Saturday, March 29, 2008

An Ode to the Volunteers

The past few days have confirmed the fact that this project will continue after we leave solely because of one reason: our volunteers. With time, we’ve noticed that each week brings a new development: the first week we focused on finding students, the second week on finding supplies and materials, the third week on solidifying a stable group of students, and the fourth week on American volunteers. The ad we posted on Craig’s List has brought an overwhelming influx of emails into our inboxes—we have had over 40 responses of those who want to volunteer for us, and of those 40, at least 25 have already started. It has become an amazing place for the kids to rush to after school ends each day, and equally as fun for volunteers to hang out with one another. In fact, Thursday night we had a volunteer gathering at our apartment that lasted until 3 a.m.! The volunteers who have come to us through either ads or by word of mouth seem to have so much in common --- four of the new volunteers are actually fellow alumni from neighboring colleges of Bates (Connecticut College grads and one Williams grad). It really feels like such a small world, even though we are thousands of miles from home.
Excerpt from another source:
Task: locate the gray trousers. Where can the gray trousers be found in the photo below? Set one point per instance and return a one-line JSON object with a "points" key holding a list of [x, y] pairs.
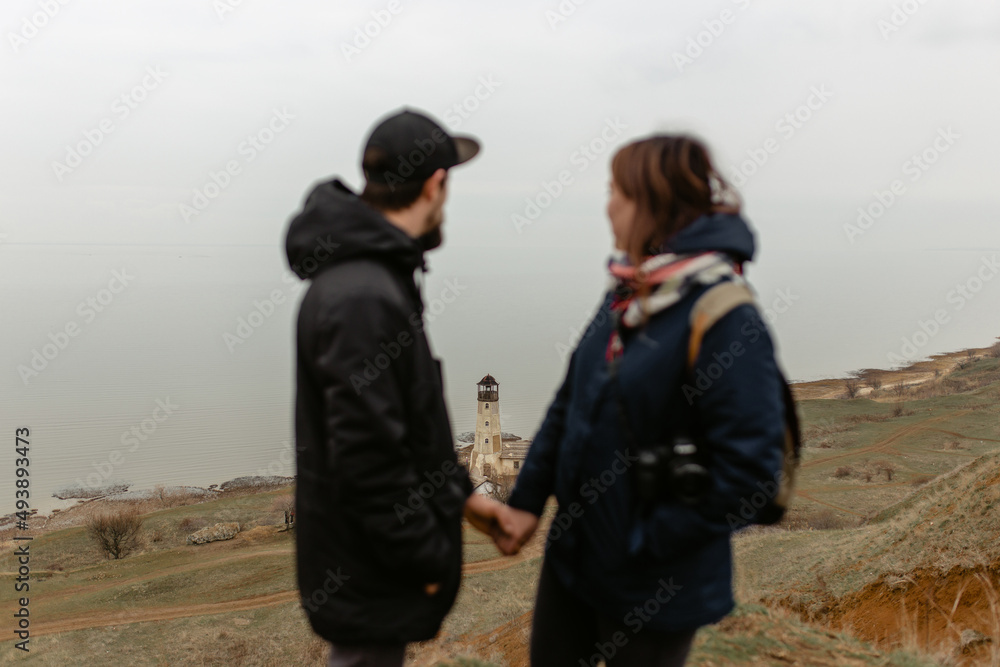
{"points": [[371, 655]]}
One of the most amazing things about Buenos Aires is the people that pass through. As a city that tops the charts for international tourism, we’ve noticed that it has become a “fad” for many college grads to move down here during times of transition. There are quite a few who are here “killing time” before law school, medical school, or fall employment start dates—and we have been fortunate enough to have such an educated and capable group of volunteers as there is such a high rate of skilled members of the workforce down here! Because of this, we have had musicians, theater professionals, artists, dancers, soccer coaches, and English teachers drop by during their free time (and with traveler’s schedules, many of them have extremely flexible and generous hours). It is such a talented group that whenever any child has a request for a specific type of activity, we are almost certain that there will be a volunteer with experience in that area to lead a class.
By talking to so many of our volunteers, we’ve realized that Club Acorn has filled a space that was lacking in Buenos Aires. So many people pass through who want to be involved in a volunteer program, but find no place to go. Many of the other volunteer groups here in Buenos Aires require volunteers to pay, while other organizations that are free of charge for volunteers are often criticized for their poor management and handout/charity mentality. As time has passed, Sara and I have realized that we founded Club Acorn for that very reason—we were looking for a place like this but couldn’t find it, so we created it ourselves.